La Croix - Saint François d’Assise, miroir de Dieu, par Patrick Kéchichian

 La Croix - Saint François d’Assise, miroir de Dieu, par Patrick Kéchichian
24 novembre 2016

Saint François d’Assise, miroir de Dieu

Chesterton avait une manière bien à lui d’écrire des biographies. On pourrait l’accuser de désinvolture, de n’en faire qu’à sa tête… Ce serait injuste : ses choix sont toujours dictés par des considérations supérieures, étroitement liées à sa foi mais donnant en même temps toute liberté à son inspiration et à sa fantaisie. Récemment les lecteurs français avaient pu découvrir, ou redécouvrir, quelques ouvrages où pertinence et humour faisaient bon ménage, se substituant avantageusement à la lourde érudition. Il y avait eu les poètes anglais Robert Browning (Le Bruit du temps, 2009) et William Blake (Le Promeneur, 2011). Du second, le biographe pouvait dire par exemple qu’il « est obscur dans un sens beaucoup plus concret » que le premier ! Il y avait eu aussi le magnifique saint Thomas d’Aquin (Saint Thomas du créateur, DMM, 2011). Du « massif docteur médiéval », avec une feinte candeur, sans prendre la posture du spécialiste, il avait brossé un portrait d’une merveilleuse délicatesse et justesse. Étienne Gilson avait d’ailleurs salué le livre comme « le meilleur jamais écrit sur saint Thomas ». Avec Saint François d’Assise, publié en 1923, soit un an après sa conversion officielle au catholicisme — il choisira le nom de François au moment de sa confirmation —, Chesterton touche au plus près un certain mystère fait d’histoire naturelle et surnaturelle.

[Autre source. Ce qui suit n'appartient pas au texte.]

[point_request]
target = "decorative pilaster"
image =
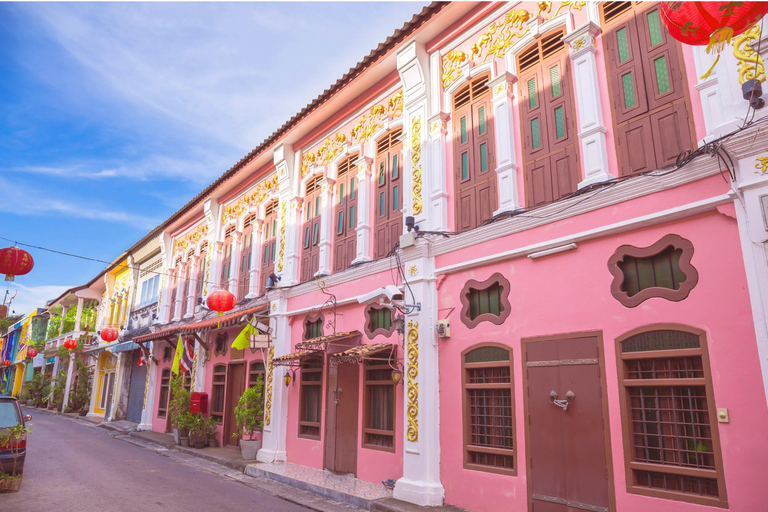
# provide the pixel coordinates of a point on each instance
(594, 149)
(504, 129)
(363, 230)
(256, 248)
(325, 244)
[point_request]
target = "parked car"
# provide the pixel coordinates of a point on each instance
(10, 416)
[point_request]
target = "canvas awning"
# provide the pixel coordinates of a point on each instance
(360, 353)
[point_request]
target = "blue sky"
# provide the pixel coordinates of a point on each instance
(114, 115)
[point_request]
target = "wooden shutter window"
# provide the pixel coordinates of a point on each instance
(474, 156)
(268, 244)
(345, 215)
(379, 406)
(165, 383)
(650, 102)
(661, 270)
(551, 165)
(488, 402)
(217, 392)
(672, 447)
(310, 249)
(310, 398)
(388, 195)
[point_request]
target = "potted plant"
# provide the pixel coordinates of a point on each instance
(248, 414)
(14, 438)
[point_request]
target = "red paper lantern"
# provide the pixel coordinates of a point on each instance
(109, 334)
(710, 23)
(221, 301)
(15, 262)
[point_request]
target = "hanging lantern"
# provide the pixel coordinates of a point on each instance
(710, 23)
(221, 301)
(109, 334)
(15, 262)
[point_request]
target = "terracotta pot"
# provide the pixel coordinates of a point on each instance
(10, 484)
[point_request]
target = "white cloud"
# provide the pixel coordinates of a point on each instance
(30, 297)
(21, 200)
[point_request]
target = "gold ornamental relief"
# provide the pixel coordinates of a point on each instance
(270, 370)
(750, 64)
(413, 386)
(281, 252)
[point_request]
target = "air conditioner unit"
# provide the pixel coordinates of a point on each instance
(443, 329)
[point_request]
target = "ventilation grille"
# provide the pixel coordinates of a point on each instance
(612, 10)
(346, 165)
(313, 184)
(549, 46)
(474, 90)
(389, 140)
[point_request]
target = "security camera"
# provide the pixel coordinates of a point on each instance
(387, 293)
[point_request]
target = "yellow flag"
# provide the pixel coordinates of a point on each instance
(241, 342)
(177, 356)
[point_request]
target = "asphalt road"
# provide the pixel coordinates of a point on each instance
(74, 466)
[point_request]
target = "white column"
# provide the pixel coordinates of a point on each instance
(594, 149)
(325, 244)
(504, 130)
(420, 483)
(149, 393)
(180, 275)
(276, 410)
(70, 372)
(234, 268)
(79, 313)
(194, 267)
(258, 233)
(363, 229)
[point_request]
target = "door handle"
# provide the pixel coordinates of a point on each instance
(563, 404)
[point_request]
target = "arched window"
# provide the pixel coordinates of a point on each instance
(473, 154)
(669, 415)
(165, 383)
(217, 391)
(489, 409)
(311, 397)
(345, 215)
(548, 124)
(310, 240)
(244, 276)
(268, 246)
(388, 198)
(645, 75)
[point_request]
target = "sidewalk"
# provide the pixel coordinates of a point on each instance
(315, 489)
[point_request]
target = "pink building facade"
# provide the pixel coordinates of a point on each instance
(488, 275)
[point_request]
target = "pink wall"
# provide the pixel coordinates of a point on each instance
(570, 292)
(372, 465)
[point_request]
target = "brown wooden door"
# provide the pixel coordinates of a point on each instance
(234, 390)
(567, 462)
(341, 418)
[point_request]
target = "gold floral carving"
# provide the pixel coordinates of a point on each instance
(452, 66)
(268, 405)
(750, 64)
(762, 164)
(362, 132)
(500, 36)
(255, 198)
(281, 252)
(415, 164)
(191, 238)
(413, 385)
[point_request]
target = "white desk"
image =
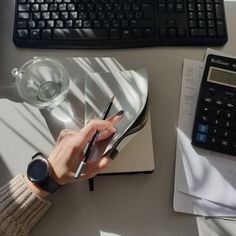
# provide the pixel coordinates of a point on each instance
(127, 205)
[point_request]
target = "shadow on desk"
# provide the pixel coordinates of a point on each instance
(5, 174)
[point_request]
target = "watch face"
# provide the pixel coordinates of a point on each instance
(37, 170)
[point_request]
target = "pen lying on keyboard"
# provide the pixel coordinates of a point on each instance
(93, 141)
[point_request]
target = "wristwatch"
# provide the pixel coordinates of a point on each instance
(38, 172)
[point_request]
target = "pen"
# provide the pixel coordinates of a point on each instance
(93, 141)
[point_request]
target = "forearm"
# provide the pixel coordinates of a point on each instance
(20, 208)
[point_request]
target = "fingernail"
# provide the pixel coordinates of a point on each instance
(119, 113)
(114, 154)
(112, 129)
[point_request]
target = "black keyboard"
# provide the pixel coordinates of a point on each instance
(118, 23)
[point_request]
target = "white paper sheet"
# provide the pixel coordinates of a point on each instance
(196, 181)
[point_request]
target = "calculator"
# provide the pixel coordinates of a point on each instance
(215, 119)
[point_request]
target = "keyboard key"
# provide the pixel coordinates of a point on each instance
(141, 24)
(202, 128)
(211, 32)
(162, 32)
(181, 32)
(75, 34)
(201, 138)
(224, 143)
(149, 33)
(23, 15)
(207, 110)
(227, 124)
(147, 10)
(137, 33)
(197, 32)
(217, 121)
(229, 115)
(114, 34)
(126, 34)
(35, 34)
(204, 119)
(213, 141)
(172, 32)
(216, 131)
(21, 24)
(219, 11)
(47, 34)
(22, 34)
(23, 7)
(233, 146)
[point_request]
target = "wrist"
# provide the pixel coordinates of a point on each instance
(36, 189)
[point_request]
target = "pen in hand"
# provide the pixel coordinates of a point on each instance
(93, 141)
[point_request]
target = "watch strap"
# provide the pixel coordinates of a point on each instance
(49, 184)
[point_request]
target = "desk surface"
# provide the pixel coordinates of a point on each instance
(128, 204)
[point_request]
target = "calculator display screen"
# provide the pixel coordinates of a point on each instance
(221, 76)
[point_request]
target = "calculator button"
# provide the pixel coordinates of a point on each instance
(202, 128)
(204, 119)
(229, 115)
(208, 100)
(206, 110)
(226, 134)
(219, 102)
(229, 94)
(227, 124)
(233, 146)
(230, 105)
(224, 143)
(212, 140)
(210, 90)
(217, 122)
(216, 131)
(218, 112)
(201, 138)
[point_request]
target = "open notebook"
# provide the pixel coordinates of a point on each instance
(20, 121)
(130, 89)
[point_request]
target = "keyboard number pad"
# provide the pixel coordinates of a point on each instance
(216, 126)
(205, 18)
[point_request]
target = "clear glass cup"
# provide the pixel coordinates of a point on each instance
(42, 82)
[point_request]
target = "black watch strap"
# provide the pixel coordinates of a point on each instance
(49, 184)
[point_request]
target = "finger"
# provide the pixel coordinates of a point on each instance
(116, 118)
(62, 134)
(113, 119)
(86, 133)
(105, 134)
(95, 167)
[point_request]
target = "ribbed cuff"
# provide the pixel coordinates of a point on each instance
(20, 208)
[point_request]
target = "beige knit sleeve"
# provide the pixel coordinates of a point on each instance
(20, 208)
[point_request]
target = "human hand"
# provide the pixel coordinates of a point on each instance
(69, 150)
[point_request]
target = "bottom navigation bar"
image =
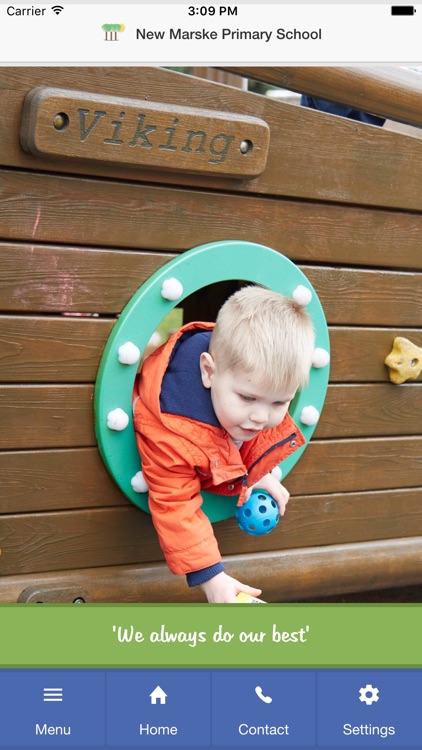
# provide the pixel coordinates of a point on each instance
(225, 708)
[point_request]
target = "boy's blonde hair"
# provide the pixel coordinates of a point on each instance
(258, 330)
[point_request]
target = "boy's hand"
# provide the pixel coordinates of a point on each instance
(275, 489)
(223, 589)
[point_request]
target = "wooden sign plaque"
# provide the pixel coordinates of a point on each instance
(57, 123)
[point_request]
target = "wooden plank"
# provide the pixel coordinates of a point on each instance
(103, 282)
(47, 541)
(355, 297)
(386, 91)
(359, 464)
(371, 410)
(54, 209)
(114, 536)
(55, 480)
(378, 168)
(56, 279)
(33, 480)
(60, 416)
(290, 575)
(48, 349)
(41, 416)
(34, 542)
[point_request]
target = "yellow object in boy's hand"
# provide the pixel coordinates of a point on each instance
(243, 598)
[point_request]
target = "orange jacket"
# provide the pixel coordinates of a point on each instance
(182, 455)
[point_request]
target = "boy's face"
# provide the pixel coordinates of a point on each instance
(243, 406)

Et c’est par le contraire d’un anachronisme qu’il fait du poverello un troubadour amoureux, un « miroir de Dieu ». Écoutons-le, dans la belle traduction choisie par cette édition, due à Isabelle Rivière et publiée par Jacques Maritain très vite après la parution originale. « Il allait toujours droit au fait […] Il semblait toujours en même temps plus précis et plus simple que la personne à laquelle il parlait […] Quelque chose dans cette attitude désarma le monde comme il n’a jamais été désarmé. » Mais on pourrait citer bien d’autres pages de cet admirable portrait et dresser la liste des paradoxes par lesquels, selon son habitude, Chesterton approche au plus près la personne et le visage du saint.